Mais le Seigneur voulut
placer sur le chandelier ce flambeau ardent, et confier le
gouvernement de sa famille à ce fidèle serviteur, pour qu'il lui
distribuât en temps opportun la mesure de froment En effet, les
parfums de la sainteté de Leodebundus s'étant répandus jusqu'aux
confins du pays, les moines de Lérins, pleins d'admiration pour sa
vie zélée et son exacte observance dans le service divin, décidèrent
à l'unanimité d'envoyer vers le bienheureux des messagers, pour le
conjurer de daigner leur servir de père et réunir par ses
enseignements de pauvres moines qui erraient au hasard sans pasteur.
Il était arrivé, en
effet, que, après que le bienheureux Honorat, aussi estimé de Dieu
que cher aux hommes, eut passé de ce monde au royaume céleste, le
monastère de Lérins avait été pillé et presque ruiné par les
barbares ; les moines, abandonnant cette île dépeuplée, vivaient
sans pasteur au gré de leurs désirs. Le bienheureux Aigulphe reçut
avec bonté les messagers, et lorsqu'ils lui eurent fait connaître et
les dévastations produites par les ennemis et le genre de vie actuel
des moines, il leur répondit en ces termes : « Mes frères, il est
préférable que vous choisissiez parmi vous un des anciens et que
vous vous soumettiez à son autorité et à son gouvernement, car
j'estime qu'il n'y a pas d'accommodement possible entre mon genre de
vie et le vôtre. A cette époque, en effet, la discipline régulière,
que le courageux serviteur du Christ, saint Maur, avait instituée
dans les monastères de Gaule, était en pleine efflorescence. Les
moines de Lérins ne se laissèrent pas décourager par ce refus du
bienheureux d'acquiescer à leurs désirs, mais ils revinrent
plusieurs fois à la charge, et conjurèrent le saint, par les prières
les plus instantes, de ne pas les laisser retourner seuls chez eux.
Leodebundus se laissa
enfin toucher par leurs prières, et c cédant aux sollicitations de
la charité, qui est Dieu même, il fit ses adieux à ses frères, aux
magistrats du lieu qui le tenaient en grande estime à cause de sa
vertu, au roi qui l'aimait tendrement, et qui, après avoir consulté
son conseil, lui permit de s'éloigner ; puis il se mit en route pour
aller rétablir la communauté de Lérins. Il reçut paternellement,
dans l'amour du Christ, tous les fils que Dieu lui confiait, et il
s'employa immédiatement à relever les bâtiments en ruines, afin que
tous les frères dispersés pussent s'y réunir. Tous se réjouissaient
d'entrer en part de ses bénédictions. Beaucoup d'hommes d'illustre
naissance, prenant en dégoût la vie voluptueuse de ce monde, vinrent
se mettre sous sa conduite, après avoir distribué aux pauvres
châteaux, villages, possessions de tous genres, et s'être ainsi
dégagés des liens du siècle, pour servir le Christ avec plus
d'assurance.
Le saint abbé,
semblable à un sage médecin, appliquait aux âmes et aux corps les
remèdes que réclamait leur état, ne se contentant pas de guérir les
maladies présentes, mais prenant en outre les moyens propres à
écarter les maladies futures.
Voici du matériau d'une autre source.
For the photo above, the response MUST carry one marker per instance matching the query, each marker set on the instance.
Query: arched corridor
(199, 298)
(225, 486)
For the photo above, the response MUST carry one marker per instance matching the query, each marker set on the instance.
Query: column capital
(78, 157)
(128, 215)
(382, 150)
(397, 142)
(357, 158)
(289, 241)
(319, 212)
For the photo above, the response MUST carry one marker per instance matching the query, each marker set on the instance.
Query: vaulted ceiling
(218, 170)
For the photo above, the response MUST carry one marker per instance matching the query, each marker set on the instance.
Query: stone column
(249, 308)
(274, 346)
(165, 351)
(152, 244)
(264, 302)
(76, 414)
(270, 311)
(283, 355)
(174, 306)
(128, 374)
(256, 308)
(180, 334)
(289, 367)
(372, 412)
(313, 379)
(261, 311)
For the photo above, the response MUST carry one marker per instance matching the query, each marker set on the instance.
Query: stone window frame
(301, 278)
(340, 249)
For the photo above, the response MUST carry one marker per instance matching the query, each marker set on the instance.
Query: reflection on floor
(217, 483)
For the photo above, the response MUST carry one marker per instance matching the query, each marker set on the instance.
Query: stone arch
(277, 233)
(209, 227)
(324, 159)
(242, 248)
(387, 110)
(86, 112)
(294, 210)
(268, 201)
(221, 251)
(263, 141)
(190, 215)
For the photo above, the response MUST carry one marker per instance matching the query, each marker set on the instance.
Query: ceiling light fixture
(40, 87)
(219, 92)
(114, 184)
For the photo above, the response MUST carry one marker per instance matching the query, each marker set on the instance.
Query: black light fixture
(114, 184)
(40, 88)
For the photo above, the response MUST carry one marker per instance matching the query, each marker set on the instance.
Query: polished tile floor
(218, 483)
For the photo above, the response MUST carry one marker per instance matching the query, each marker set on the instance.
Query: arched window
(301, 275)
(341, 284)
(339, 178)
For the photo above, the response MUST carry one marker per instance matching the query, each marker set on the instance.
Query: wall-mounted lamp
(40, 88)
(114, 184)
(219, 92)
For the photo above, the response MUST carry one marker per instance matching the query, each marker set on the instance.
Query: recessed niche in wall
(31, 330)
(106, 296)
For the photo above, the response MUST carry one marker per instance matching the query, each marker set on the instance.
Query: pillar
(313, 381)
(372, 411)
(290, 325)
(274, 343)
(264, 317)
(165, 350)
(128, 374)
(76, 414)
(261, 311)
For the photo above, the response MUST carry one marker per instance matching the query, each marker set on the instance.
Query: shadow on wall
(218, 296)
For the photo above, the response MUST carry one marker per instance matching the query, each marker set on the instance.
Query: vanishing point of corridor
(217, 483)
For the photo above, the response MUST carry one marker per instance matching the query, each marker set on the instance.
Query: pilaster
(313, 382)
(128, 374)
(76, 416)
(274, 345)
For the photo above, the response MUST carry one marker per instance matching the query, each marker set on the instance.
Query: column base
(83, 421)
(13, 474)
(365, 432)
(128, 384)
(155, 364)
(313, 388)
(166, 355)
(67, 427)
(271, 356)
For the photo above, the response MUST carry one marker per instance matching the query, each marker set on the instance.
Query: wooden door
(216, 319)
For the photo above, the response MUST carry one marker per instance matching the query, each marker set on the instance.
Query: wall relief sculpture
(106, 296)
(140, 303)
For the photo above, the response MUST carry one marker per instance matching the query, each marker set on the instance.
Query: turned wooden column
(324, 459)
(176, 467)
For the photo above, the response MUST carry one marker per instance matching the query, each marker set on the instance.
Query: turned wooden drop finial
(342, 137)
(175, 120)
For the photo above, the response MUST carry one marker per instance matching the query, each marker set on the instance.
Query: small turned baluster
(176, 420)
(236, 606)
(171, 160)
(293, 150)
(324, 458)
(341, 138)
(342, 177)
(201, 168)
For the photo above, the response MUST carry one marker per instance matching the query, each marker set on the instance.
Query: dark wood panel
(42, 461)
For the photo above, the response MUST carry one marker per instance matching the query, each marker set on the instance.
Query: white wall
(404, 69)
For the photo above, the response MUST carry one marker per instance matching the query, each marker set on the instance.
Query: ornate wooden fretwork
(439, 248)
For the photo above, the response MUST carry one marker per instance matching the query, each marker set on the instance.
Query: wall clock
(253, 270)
Il commençait d'abord par arracher
radicalement du cœur de ses fils les ronces qu'y avaient fait
croître leurs désordres antérieurs ; puis il s'appliquait à semer,
en la place, la semence précieuse de l'amour de Dieu et de l'amour
du prochain. Il leur enseignait en outre à détester cette fausse
douceur du monder dont parle l'apôtre saint Jean, lorsqu'il dit :
Mes chers enfants, gardez-vous bien d'aimer le monde, ni quoi que ce
soit du monde; car en celui qui aime le monde la charité du Père ne
peut habiter. Aussi arriva-t-il promptement que, tous les frères
menant sur cette terre une vie tout angélique, la communauté de
Lérins recouvra l'antique observance qui avait fait autrefois sa
gloire.
Le bienheureux Aigulphe
était heureux de voir ses chères brebis oublier ainsi tout ce qui
est transitoire pour ne soupirer qu'après les biens éternels, et il
en rendait à Dieu d'immenses actions de grâces. La bonne odeur
qu'exhalait la sainte vie de ces premiers disciples se répandait
dans les pays circonvoisins et gagnait en grand nombre des hommes
illustres qui venaient avec bonheur se soumettre au joug du Christ.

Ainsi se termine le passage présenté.